# Combine Raw Datasets

This notebook combines multiple raw CSV datasets into a unified format and runs ingredient NER inference to extract ingredients from raw text.

## Overview

The `combine_raw_datasets.py` script:
1. Reads multiple CSV files from `data/raw/`
2. Extracts ingredients and cuisine columns (with intelligent column detection)
3. Combines all datasets into a single DataFrame with standardized columns
4. Runs ingredient NER inference to extract normalized ingredients from raw text
5. Outputs a combined parquet file with `inferred_ingredients` and `encoded_ingredients` columns

## Workflow Steps

1. **Dataset Discovery**: Finds all CSV files in the raw data directory
2. **Column Detection**: Automatically detects ingredients and cuisine columns (case-insensitive)
3. **Cuisine Extraction**: Extracts cuisine labels from various formats (lists, strings, text columns)
4. **Data Combination**: Merges all datasets with Dataset_ID tracking
5. **NER Inference**: Applies trained ingredient NER model to extract ingredients from raw text
6. **Output**: Saves combined dataset as parquet file


In [1]:
# Setup: Add pipeline to path
import sys
from pathlib import Path

# Add pipeline directory to path
pipeline_root = Path.cwd().parent.parent / "pipeline"
if str(pipeline_root) not in sys.path:
    sys.path.insert(0, str(pipeline_root))

print(f"Pipeline root: {pipeline_root}")
print(f"Python path includes: {pipeline_root.exists()}")


Pipeline root: c:\Users\georg.DESKTOP-2FS9VF1\source\repos\699-capstone-team14\preprocess_pipeline\pipeline
Python path includes: True


## Step 1: Import Required Modules


In [2]:
import argparse
import logging
from pathlib import Path
import pandas as pd

# Import from pipeline scripts
from common.logging_setup import setup_logging

# Set up logging
logging.basicConfig(
    level=logging.INFO,
    format="[%(asctime)s] %(levelname)s %(name)s: %(message)s",
    datefmt="%Y-%m-%d %H:%M:%S",
)
logger = logging.getLogger(__name__)


## Step 2: Configure Paths

Set the input directory (raw CSV files) and output path for the combined dataset.


In [3]:
# Configuration
data_dir = Path("./data/raw")
output_path = Path("./data/combined_raw_datasets.parquet")
inference_config = Path("./pipeline/config/ingredient_ner_inference.yaml")

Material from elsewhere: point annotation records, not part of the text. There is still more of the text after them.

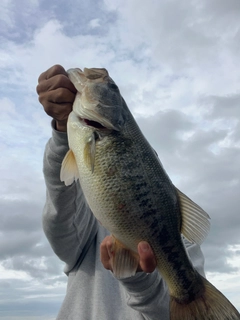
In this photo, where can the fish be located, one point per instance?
(132, 196)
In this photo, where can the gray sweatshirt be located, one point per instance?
(75, 236)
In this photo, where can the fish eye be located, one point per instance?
(113, 86)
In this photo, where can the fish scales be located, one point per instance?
(131, 195)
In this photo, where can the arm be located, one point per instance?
(67, 220)
(148, 293)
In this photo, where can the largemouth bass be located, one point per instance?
(132, 196)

# Check if directories exist
print(f"Data directory: {data_dir} (exists: {data_dir.exists()})")
print(f"Output path: {output_path}")
print(f"Inference config: {inference_config} (exists: {inference_config.exists()})")


Data directory: data\raw (exists: False)
Output path: data\combined_raw_datasets.parquet
Inference config: pipeline\config\ingredient_ner_inference.yaml (exists: False)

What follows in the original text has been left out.